Have you ever been confused by the shipping services used by USPS; particularly Priority Mail and Express Mail? If so, then you may be interested in what USPS has done to clear the fog of confusion.
Beginning July 28, 2013, Express Mail will be known as “Priority Mail Express” and “Priority Mail Express International.” It will remain the fastest way to ship through the Post Office. Everything is the same as Express Mail; only the name is different.
Priority Mail will not change, except now USPS will provide “day-specific delivery” with the service. It will also include $50 or $100 insurance coverage for loss, damage, or missing items. You will also be given an estimated date of delivery of 1-3 days (depending on where you’re shipping from and where you’re shipping to, of course). Customers cannot request a delivery time frame. Costs will not increase based on estimated time of delivery.
According to the USPS official Web site, the change is aimed at simplifying shipping choices. “Research has shown that our service names are confusing for customers,” the site states. “In an effort to make shipping with USPS as easy as possible, we’re simplifying the name of our service.”
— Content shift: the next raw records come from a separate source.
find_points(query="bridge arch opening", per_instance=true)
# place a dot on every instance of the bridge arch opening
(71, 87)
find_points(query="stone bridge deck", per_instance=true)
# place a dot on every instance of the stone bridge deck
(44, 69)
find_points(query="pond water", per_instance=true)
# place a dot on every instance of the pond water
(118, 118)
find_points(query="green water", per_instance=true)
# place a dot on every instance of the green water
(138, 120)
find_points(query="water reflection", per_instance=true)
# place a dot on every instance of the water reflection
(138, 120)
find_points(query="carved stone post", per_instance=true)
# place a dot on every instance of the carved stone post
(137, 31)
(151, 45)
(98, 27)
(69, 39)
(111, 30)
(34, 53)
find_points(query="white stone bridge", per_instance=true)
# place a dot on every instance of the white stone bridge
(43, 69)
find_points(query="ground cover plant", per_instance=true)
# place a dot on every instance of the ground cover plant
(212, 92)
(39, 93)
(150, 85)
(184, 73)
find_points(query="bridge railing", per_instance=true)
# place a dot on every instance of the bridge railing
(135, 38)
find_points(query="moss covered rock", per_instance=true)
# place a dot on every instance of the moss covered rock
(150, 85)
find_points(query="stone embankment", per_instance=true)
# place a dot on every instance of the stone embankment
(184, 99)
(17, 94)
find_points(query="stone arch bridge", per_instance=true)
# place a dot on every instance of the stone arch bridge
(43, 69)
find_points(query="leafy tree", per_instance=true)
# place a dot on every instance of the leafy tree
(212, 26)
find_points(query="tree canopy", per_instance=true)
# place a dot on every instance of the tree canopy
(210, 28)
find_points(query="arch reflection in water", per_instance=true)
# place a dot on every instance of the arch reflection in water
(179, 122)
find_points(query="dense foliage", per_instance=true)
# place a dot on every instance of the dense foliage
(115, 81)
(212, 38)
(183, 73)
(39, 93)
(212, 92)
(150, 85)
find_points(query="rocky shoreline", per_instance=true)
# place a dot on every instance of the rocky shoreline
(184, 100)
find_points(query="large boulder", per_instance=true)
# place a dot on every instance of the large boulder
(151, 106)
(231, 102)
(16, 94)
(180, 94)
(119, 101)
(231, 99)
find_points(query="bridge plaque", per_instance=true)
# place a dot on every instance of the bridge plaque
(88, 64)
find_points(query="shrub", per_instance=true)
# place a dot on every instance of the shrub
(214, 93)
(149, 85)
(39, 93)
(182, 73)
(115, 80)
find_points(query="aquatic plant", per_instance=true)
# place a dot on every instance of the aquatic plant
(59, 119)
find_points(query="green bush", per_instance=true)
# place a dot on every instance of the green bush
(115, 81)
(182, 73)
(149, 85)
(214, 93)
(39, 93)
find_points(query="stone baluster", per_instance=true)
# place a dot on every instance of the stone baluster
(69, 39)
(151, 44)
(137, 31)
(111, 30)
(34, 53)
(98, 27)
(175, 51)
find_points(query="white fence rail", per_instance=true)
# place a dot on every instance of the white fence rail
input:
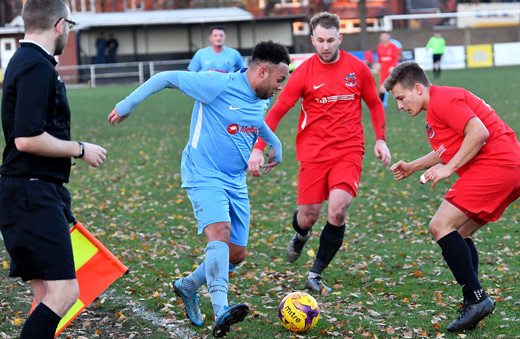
(118, 73)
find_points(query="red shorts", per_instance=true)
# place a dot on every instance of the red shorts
(484, 191)
(317, 179)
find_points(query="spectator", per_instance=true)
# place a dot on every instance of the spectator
(216, 57)
(436, 44)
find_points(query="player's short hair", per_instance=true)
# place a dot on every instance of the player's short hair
(270, 52)
(407, 75)
(325, 20)
(220, 28)
(41, 15)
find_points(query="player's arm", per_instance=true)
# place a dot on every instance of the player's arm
(402, 169)
(475, 136)
(256, 159)
(239, 61)
(275, 154)
(377, 115)
(30, 119)
(194, 64)
(46, 145)
(155, 84)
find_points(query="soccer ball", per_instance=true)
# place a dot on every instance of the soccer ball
(298, 312)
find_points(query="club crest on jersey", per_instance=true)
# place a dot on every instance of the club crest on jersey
(233, 129)
(350, 80)
(429, 131)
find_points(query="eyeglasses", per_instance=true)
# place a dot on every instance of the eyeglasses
(70, 22)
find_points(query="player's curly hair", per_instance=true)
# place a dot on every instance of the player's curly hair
(407, 75)
(271, 52)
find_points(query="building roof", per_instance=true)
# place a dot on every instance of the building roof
(87, 20)
(166, 17)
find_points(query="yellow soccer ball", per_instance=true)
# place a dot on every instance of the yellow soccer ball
(298, 312)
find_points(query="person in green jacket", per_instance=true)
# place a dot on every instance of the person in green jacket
(436, 44)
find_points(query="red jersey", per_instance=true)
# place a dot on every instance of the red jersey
(330, 119)
(449, 110)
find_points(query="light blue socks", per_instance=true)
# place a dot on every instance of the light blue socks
(217, 274)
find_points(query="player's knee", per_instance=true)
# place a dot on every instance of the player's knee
(337, 217)
(308, 219)
(237, 258)
(436, 228)
(71, 294)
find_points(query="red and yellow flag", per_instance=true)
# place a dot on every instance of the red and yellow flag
(96, 269)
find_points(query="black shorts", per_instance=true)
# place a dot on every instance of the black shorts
(34, 220)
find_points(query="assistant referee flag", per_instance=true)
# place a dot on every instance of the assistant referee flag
(96, 269)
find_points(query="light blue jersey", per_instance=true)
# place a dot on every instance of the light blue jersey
(227, 61)
(226, 120)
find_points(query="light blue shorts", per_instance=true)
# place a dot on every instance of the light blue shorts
(213, 204)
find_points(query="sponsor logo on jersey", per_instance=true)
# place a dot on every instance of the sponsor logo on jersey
(350, 80)
(334, 98)
(429, 131)
(246, 129)
(440, 150)
(233, 129)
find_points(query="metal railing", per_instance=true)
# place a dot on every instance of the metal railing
(117, 73)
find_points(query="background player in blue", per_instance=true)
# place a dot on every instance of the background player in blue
(216, 57)
(227, 118)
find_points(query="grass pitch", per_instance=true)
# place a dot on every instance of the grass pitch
(389, 279)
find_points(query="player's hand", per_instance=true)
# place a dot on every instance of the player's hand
(94, 154)
(437, 173)
(113, 117)
(382, 152)
(255, 162)
(270, 162)
(401, 170)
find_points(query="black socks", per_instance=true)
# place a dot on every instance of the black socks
(297, 227)
(331, 240)
(41, 324)
(457, 255)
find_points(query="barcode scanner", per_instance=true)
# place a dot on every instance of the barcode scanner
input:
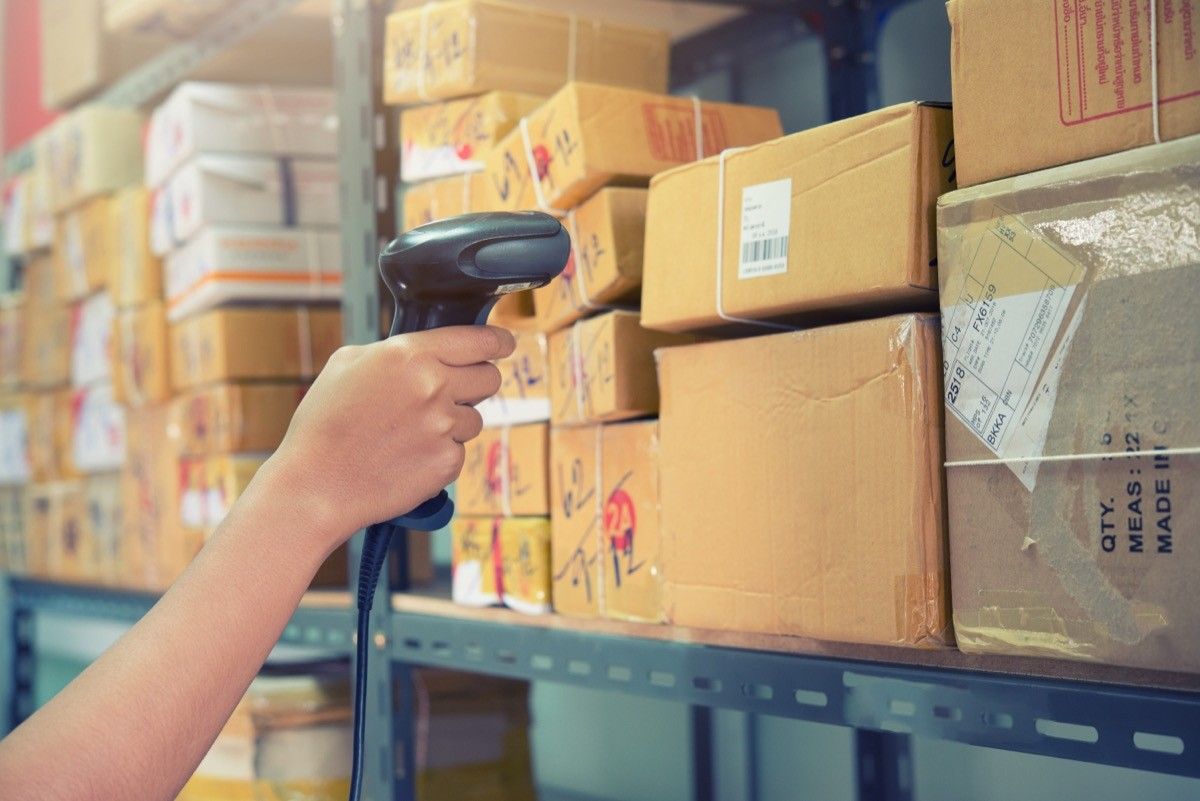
(448, 272)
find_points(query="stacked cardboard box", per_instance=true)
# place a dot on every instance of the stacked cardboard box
(801, 471)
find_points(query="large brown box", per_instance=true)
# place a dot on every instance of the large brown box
(505, 473)
(802, 483)
(605, 543)
(588, 136)
(607, 233)
(603, 369)
(234, 417)
(456, 136)
(466, 47)
(1038, 84)
(1071, 301)
(833, 222)
(289, 342)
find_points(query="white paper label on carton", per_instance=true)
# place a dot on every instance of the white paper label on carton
(996, 338)
(766, 217)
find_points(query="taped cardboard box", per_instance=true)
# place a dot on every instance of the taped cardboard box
(502, 561)
(84, 250)
(456, 136)
(587, 136)
(523, 396)
(91, 339)
(1072, 341)
(12, 529)
(96, 423)
(605, 521)
(603, 369)
(136, 272)
(11, 326)
(46, 348)
(141, 366)
(822, 451)
(504, 473)
(291, 343)
(211, 118)
(467, 47)
(607, 234)
(829, 223)
(105, 521)
(214, 190)
(226, 264)
(445, 197)
(234, 417)
(1038, 85)
(93, 150)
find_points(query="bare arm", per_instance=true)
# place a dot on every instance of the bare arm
(381, 431)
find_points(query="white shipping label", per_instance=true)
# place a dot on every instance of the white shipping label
(997, 335)
(766, 217)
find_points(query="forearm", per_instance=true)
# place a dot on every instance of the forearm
(115, 732)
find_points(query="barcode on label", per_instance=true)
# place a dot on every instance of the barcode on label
(763, 250)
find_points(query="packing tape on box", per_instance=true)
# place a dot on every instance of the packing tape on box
(720, 250)
(505, 469)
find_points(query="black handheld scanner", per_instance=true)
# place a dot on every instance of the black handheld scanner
(453, 271)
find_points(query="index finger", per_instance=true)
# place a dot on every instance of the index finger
(460, 345)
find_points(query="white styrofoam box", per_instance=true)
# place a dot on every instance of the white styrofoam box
(245, 191)
(232, 264)
(97, 429)
(15, 446)
(91, 339)
(209, 118)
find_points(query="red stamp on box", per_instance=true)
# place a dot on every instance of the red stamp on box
(1104, 52)
(671, 131)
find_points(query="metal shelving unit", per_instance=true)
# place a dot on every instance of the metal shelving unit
(1091, 714)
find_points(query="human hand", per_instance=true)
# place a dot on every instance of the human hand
(382, 428)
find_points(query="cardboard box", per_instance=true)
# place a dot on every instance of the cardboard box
(57, 543)
(1072, 443)
(78, 58)
(607, 234)
(226, 264)
(141, 366)
(209, 118)
(91, 339)
(178, 18)
(150, 499)
(15, 467)
(523, 396)
(96, 425)
(587, 136)
(624, 524)
(466, 47)
(136, 272)
(12, 529)
(502, 560)
(11, 327)
(39, 278)
(603, 369)
(802, 483)
(84, 250)
(46, 348)
(93, 150)
(1037, 86)
(103, 525)
(445, 197)
(291, 343)
(456, 136)
(234, 417)
(504, 473)
(214, 190)
(829, 223)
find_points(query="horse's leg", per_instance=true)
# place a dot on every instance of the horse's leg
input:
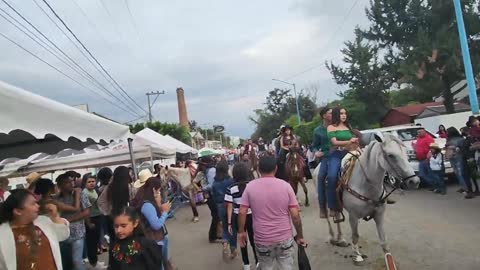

More than the name is changing, however. Customers currently using meter postage or stamps will have to go directly to the Post Office if they want the automatic insurance. The new Priority Mail shipping label will feature a note indicating when the package should arrive (one, two, or three days). Even the shipping boxes will have a new look to them.
The new packaging material is set to debut “on or before July 28, 2013” at all Post Office locations and online. You can still use your “old” materials until your stock runs out. The box indicates what service will be used, though, so don’t try using a Priority Mail box when shipping Priority Mail Express!
International shipping will have some new features as well. A new label has been created for Priority Mail Express International along with a new Customs Form. The good news? Less boxes to fill in! USPS referred to writing the same information on two forms as “redundant data entry.” The drawback, however, is that the new form cannot be used for APO, FPO, or DPO locations.
In summary, if you go to the Post Office on or after (or possibly before) July 28, 2013 to ship Express, be prepared for Priority Mail Express. It’s the same as what Express was, just a different name. It may take Don’t worry, though, Priority Mail is still a priority; even if it might get there in an expressly manner it’s still Priority, not Express.
More confused than before? You’re not alone.